U-M professors Satinder Singh Baveja and John Laird received awards recognizing their contributions to the fields of artificial intelligence and cognitive science to be presented at conferences in August.

Read more about their awards below.

 

Satinder Singh Baveja
2019 Classic Paper Award

A paper co-authored by Toyota Professor of Artificial Intelligence Satinder Singh Baveja has been recognized for its lasting impact on the field of reinforcement learning. First published in 1999, “Between MDPs and semi-MDPs: A framework for temporal abstraction in reinforcement learning” has been selected for the 2019 Classic Paper Award by the Artificial Intelligence Journal. The award will be conferred at the International Joint Conference on Artificial Intelligence in August.

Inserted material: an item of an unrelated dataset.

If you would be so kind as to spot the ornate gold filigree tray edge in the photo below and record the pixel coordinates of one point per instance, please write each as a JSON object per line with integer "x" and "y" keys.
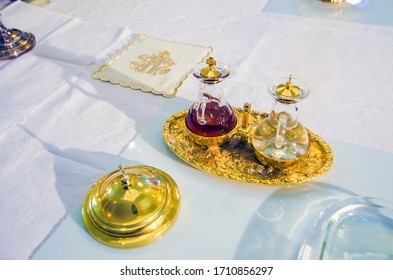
{"x": 239, "y": 162}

Read the full U-M article:
Paper Recognized for Lasting Contributions to AI Decision Making

 

John Laird
Herbert A. Simon Prize for Advances in Cognitive Systems

John Laird, the John L. Tishman Professor of Engineering, was awarded the 2018 Herbert A. Simon Prize for Advances in Cognitive Systems along with his collaborator Prof. Paul Rosenbloom of the University of Southern California. Professors Laird and Rosenbloom were invited to give their prize address at the Seventh Annual Conference on Advances in Cognitive Systems, which took place August 2-5, 2019, at MIT.

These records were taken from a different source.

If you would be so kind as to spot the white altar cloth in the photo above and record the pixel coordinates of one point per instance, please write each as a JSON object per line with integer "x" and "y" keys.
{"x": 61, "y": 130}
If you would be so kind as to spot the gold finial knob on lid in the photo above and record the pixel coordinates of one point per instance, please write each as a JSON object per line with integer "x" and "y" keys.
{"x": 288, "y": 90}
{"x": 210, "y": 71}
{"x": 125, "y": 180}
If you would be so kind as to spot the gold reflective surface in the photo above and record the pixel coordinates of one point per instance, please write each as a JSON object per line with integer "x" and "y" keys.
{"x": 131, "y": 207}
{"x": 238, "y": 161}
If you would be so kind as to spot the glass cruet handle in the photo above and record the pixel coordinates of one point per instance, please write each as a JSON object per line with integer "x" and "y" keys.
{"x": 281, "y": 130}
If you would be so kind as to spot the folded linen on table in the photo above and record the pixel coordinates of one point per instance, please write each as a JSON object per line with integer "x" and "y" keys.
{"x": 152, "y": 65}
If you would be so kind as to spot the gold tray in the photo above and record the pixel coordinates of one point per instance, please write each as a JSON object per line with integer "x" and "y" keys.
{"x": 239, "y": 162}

The award recognizes the pair’s research on cognitive architectures, especially their Soar project, their applications to knowledge-based systems and models of human cognition, and their contributions to theories of representation, reasoning, problem solving, and learning.

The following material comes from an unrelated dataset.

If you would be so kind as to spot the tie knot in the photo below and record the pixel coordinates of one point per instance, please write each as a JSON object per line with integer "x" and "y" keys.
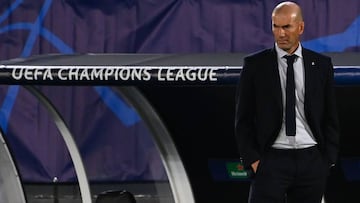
{"x": 290, "y": 58}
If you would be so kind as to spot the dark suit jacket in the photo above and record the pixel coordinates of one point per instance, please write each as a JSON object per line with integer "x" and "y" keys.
{"x": 259, "y": 107}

According to the awarding committee, the recipients have been “energetic contributors to AI and cognitive science” for over 30 years. Laird’s and Rosenbloom’s interdisciplinary and integrative research, both jointly and individually, has addressed many facets of high-level cognition, and their contributions to Soar have helped create one of the industry’s most successful tools for developing intelligent systems.